Bütün bunların dışında İsrail’deki toplumsal ve siyasal gelişmeleri de Şalom’dan öğrenebilirsiniz. O kadar ki İsrail basınını takip etseniz bile muhakkak atladığınız konular olabiliyor ve bunları Şalom gazetesinde bulabiliyorsunuz. Ayrıca dünyadaki Yahudi toplumları üzerine de bilgilenmek açısından faydalı olduğunu söylemek gerekir. Hele bir de Türkçe dışında yabancı dillere vakıf değilseniz, Şalom’un katkısı daha da önemli oluyor çünkü yukarıda bahsettiğim konular Türk basınında pek yer almıyor.
Gazetenin bir başka güçlü yönü de sinema ve genel olarak sanata ayrılan yer. Bu açıdan da kapsamlı bilgi ve yorumlar ile dünyanız renkleniyor. Diğer bir deyişle zihninizde tatlı bir zevk bırakıyor birçok yazı. Ayrıca bir veya birkaç sayfanın Ladino dilinde çıkması da gazeteyi dünyada öncelikle bir yere koymakta. İşin en ilginç yanı da gazetenin kadrosunun amatör bir heyecan ama profesyonel bir ciddiyetle çalışmaları ve sonucunda başarılı bir yayın çıkarmaları. Bütün bunların dışında yayın politikasında cesur ve demokratik olması da, sayfalarında farklı görüşlerin ifade edilmesi imkânını doğuruyor.

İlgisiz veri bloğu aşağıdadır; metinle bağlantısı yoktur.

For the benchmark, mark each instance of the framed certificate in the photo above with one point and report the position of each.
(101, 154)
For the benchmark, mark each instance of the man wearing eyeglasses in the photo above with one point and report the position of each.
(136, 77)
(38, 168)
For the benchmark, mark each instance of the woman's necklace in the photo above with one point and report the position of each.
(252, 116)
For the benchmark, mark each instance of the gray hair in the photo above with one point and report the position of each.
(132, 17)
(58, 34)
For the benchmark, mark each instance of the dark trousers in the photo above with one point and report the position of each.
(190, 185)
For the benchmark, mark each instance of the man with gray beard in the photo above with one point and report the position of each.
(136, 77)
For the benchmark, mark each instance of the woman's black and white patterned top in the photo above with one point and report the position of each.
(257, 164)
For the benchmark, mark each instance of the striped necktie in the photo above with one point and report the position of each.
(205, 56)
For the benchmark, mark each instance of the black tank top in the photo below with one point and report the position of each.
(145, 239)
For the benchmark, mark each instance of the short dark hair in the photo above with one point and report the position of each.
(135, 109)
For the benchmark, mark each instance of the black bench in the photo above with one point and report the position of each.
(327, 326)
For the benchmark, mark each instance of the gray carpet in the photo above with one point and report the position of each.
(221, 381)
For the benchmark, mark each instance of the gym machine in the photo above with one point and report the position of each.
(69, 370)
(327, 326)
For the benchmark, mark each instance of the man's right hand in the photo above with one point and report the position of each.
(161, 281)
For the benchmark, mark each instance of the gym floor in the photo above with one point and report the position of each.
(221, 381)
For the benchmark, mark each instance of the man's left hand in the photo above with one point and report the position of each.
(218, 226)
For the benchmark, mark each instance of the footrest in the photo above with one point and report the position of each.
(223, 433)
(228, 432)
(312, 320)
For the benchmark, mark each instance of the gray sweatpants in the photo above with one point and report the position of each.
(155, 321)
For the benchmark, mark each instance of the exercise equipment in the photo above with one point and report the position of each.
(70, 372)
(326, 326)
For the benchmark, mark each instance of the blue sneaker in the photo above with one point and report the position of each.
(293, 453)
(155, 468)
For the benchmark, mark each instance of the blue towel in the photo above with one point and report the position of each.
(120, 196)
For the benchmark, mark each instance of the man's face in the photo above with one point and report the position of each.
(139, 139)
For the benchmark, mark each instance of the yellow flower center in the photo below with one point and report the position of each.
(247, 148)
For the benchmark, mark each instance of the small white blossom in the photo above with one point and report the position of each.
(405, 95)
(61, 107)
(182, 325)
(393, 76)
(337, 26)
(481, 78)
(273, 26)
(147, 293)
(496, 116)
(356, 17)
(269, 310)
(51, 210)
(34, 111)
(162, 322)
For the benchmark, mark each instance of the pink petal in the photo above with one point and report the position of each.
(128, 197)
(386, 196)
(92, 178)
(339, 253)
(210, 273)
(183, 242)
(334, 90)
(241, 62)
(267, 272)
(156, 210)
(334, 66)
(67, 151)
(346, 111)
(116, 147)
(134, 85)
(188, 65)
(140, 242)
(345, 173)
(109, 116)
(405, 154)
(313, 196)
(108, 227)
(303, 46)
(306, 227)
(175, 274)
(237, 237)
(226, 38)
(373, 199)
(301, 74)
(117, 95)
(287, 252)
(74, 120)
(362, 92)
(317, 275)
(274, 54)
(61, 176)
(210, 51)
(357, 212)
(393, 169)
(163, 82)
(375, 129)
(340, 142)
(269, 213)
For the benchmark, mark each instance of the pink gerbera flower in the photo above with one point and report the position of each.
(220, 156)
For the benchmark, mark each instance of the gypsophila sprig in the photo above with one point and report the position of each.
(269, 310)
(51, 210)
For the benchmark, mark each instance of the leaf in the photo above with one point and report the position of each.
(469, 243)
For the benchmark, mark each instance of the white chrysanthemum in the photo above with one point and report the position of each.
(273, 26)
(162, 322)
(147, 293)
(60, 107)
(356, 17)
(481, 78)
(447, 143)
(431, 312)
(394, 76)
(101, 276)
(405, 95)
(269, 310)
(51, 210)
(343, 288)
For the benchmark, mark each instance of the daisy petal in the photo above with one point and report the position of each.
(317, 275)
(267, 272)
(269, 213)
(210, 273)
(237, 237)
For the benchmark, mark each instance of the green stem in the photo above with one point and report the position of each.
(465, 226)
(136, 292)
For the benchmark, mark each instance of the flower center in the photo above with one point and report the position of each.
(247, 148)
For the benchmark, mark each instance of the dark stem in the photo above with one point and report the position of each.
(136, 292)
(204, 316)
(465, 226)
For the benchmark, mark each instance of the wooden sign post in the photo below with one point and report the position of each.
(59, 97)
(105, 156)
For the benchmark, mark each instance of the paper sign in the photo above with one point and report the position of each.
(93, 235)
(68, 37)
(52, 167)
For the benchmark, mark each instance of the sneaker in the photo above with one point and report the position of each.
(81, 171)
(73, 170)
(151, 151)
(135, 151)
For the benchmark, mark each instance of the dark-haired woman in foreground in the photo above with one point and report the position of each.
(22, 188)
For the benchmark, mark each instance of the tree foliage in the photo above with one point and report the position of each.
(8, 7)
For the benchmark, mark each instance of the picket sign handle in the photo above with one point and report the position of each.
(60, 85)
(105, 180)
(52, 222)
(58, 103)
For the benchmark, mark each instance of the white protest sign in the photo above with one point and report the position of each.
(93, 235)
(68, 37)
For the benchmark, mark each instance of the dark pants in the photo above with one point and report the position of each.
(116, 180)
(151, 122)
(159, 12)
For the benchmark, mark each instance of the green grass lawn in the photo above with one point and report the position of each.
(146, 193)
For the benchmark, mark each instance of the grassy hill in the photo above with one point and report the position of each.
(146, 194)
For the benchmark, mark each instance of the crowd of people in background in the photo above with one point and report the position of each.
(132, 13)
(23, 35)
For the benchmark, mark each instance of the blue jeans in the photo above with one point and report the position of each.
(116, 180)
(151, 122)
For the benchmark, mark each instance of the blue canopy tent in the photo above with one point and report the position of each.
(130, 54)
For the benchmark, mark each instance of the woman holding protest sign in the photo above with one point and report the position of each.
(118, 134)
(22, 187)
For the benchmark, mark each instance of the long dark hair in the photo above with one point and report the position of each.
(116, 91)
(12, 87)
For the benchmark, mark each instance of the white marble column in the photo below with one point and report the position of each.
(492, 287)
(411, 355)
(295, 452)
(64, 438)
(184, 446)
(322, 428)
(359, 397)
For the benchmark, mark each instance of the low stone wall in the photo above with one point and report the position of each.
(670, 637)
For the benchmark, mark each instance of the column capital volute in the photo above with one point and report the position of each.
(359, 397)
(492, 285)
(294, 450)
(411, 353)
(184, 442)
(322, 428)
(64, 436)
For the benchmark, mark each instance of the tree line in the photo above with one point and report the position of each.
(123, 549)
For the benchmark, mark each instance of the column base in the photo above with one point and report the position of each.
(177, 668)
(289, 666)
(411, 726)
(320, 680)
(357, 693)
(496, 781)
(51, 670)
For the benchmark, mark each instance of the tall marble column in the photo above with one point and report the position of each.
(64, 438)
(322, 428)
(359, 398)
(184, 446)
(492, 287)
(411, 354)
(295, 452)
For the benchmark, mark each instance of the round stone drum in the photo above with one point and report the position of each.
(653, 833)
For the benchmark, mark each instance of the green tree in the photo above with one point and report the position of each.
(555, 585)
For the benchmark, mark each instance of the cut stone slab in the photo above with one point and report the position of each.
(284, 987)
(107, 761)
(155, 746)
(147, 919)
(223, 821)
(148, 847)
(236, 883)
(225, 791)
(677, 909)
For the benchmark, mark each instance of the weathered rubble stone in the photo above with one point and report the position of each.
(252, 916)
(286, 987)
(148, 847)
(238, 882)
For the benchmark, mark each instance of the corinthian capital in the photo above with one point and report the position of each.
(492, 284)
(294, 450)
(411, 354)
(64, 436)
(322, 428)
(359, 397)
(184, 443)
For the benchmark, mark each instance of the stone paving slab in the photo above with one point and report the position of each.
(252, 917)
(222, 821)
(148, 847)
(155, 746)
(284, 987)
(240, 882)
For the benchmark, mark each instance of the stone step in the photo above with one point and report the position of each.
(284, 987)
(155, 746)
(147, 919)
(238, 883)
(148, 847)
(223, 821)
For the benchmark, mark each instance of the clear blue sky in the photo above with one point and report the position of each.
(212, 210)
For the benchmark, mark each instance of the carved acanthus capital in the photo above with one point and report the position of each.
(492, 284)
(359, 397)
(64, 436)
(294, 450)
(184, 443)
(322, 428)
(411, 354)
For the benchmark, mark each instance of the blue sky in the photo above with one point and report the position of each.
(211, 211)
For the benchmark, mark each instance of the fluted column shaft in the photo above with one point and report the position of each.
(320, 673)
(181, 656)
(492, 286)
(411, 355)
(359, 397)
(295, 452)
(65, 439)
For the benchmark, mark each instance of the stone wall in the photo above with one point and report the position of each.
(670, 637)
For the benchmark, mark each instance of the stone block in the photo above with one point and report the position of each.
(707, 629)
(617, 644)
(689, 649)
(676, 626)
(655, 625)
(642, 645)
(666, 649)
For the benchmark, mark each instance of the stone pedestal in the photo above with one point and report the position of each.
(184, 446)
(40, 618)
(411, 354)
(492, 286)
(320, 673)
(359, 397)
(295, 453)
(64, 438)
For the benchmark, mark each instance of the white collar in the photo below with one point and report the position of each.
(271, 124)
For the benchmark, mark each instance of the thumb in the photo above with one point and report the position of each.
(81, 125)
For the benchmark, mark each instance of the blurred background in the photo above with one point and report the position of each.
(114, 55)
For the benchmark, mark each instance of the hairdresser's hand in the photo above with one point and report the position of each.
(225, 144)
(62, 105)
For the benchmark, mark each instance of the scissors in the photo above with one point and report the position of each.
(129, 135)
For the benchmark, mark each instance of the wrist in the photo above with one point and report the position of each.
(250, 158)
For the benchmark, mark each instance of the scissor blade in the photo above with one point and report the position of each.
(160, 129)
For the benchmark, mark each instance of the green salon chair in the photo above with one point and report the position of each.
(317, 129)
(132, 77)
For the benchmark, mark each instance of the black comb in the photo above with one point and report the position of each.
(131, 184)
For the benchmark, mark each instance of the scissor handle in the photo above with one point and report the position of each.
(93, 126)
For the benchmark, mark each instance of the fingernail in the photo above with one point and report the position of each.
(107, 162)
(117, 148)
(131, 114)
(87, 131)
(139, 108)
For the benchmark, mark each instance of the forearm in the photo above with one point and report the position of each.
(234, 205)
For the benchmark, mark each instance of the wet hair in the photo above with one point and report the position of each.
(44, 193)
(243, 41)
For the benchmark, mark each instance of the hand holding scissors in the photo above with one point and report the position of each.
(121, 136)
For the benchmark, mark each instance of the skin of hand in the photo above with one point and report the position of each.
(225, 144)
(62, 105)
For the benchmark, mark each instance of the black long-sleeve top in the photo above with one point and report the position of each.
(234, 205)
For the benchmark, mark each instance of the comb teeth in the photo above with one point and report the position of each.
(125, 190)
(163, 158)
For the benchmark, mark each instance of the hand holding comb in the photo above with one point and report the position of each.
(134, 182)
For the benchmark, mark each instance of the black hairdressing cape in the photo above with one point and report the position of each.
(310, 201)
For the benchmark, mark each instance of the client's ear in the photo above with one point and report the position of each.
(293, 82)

Peki, eksikleri yok mu? Dünyada hiçbir yayının eksiksiz olması mümkün değil. New York Times bile hatalı verdiği bilgileri düzeltiyor sık sık. Bu bağlamda imla hataları diğer yayınlarda olduğundan belki de daha az oluyor. Gazeteyi beğenmeyenler olabiliyor tabi, bu da kendilerinin en doğal hakları. Ancak gösterilen özverili çalışmayı, büyük emekleri de takdir etmek gerekir diye düşünüyorum. Dolayısıyla Şalom’dan yukarıda bahsettiğim konular ve ötesinde çok farklı açılardan bilgilenmeniz mümkün. Bütün bu bahsedilenler ışığında Türk basın tarihinin en eski gazeteleri arasında alan Şalom’u okumayanlar çok şey kaçıyor diye düşünüyorum.